From a scientific or medical perspective, you may have to make some tough decisions. Do you want to ask your organization's members if they have been vaccinated? (From a legal standpoint, you can do this, as asking about vaccinations doesn't necessarily reveal additional medical information. You will want to review your state's legal guidance before asking further questions, though.) If so, will you want to require proof? What do you do if a large portion of your group chooses not to get vaccinated? The numbers that equal a safe operating space for your organization depend on numerous factors, such as office layout, ventilation, mask policies, etc. The CDC offers lots of guidance on how to prepare your office for in-person work.
As difficult as those decisions may be, the human element is even harder to quantify. As much as we may want a return to "normal," the baseline for what normal is has shifted a lot in a year. We don't view the world or the people around us the same as we did before the virus.

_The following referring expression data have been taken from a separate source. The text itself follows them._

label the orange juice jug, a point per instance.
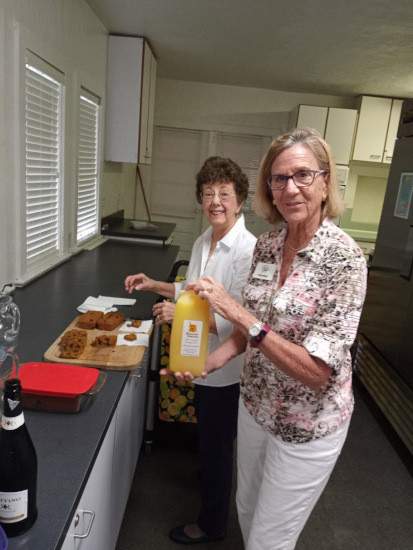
(189, 336)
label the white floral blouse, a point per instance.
(319, 308)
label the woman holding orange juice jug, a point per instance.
(224, 251)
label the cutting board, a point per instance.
(113, 358)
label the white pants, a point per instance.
(279, 483)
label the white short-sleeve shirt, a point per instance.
(229, 264)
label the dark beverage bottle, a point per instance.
(18, 465)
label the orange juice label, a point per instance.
(191, 338)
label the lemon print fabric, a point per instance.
(176, 399)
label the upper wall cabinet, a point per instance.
(130, 100)
(334, 124)
(377, 129)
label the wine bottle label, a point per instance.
(12, 422)
(191, 338)
(13, 506)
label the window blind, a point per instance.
(43, 149)
(87, 168)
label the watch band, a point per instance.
(256, 340)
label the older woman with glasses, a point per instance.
(224, 251)
(302, 305)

Slate recently looked at the anxiety surrounding office reopenings. In the wake of a year of anti-mask protests and politicization of the virus, many of us have found our trust in others severely damaged: "I do not trust people or institutions in the same way and I don't think I ever will again." "Even when things are as safe as possible, there's a sense that we've been torn apart. Maybe I was naive, but I always assumed in a crisis, we'd come together as a society and have each other's back. It's been over a year of being proven wrong about that over and over again."
Some of the arguments for reopening boil down to the idea that because some businesses and buildings never closed (grocery stores, hospitals), the rest of us have nothing to complain about, that we just need to suck it up and move on with our lives. But this is a gross twisting of the concept of risk management. Just because firefighting exists as a profession doesn't mean it's reasonable to have to deal with your own building frequently catching on fire. ("Well, they deal with smoke all the time; what's your problem?") And just because another profession constantly comes into contact with numerous individuals, both masked and unmasked, that doesn't mean that your organization has to be okay with a similar situation.

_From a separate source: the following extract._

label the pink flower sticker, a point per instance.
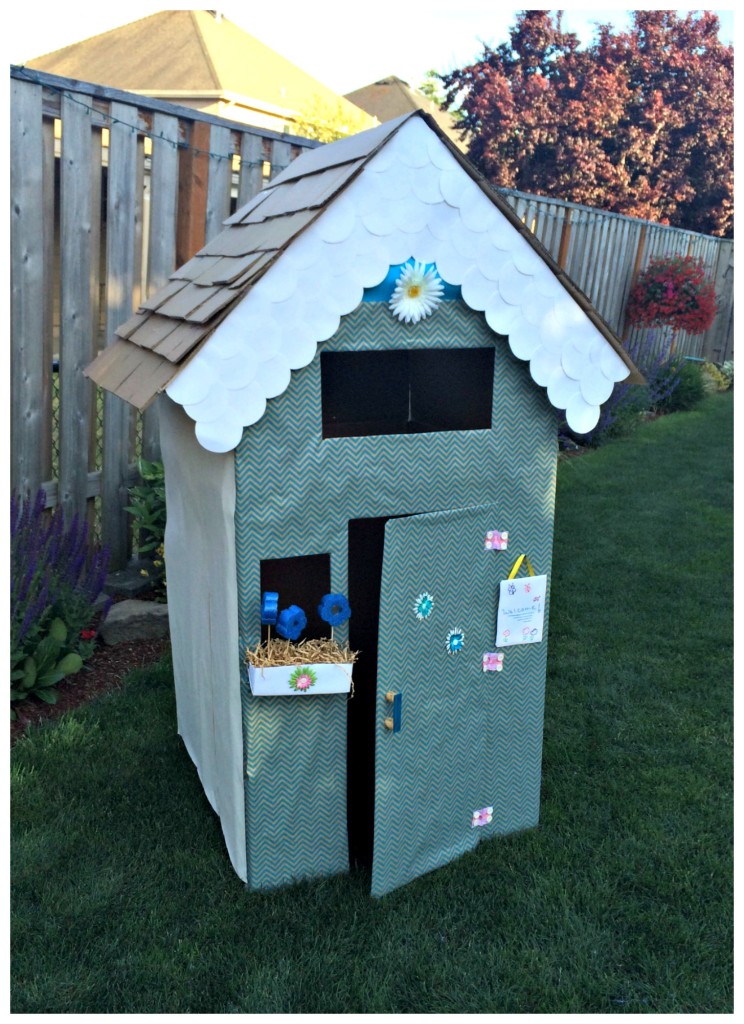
(482, 817)
(496, 540)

Even when things are ostensibly safe again, the anxiety will linger for some. You may need to monitor your group to make sure that individuals are not being harassed and are allowed to operate in a way that makes them feel comfortable. A failure to do so will hurt both your organization's productivity and group unity.
We're not through this thing yet, and there is still the potential for a new twist to come our way, be it another new variant of the virus or something else completely unforeseen. We must remain vigilant to keep those around us safe while also figuring out how to best continue our good work.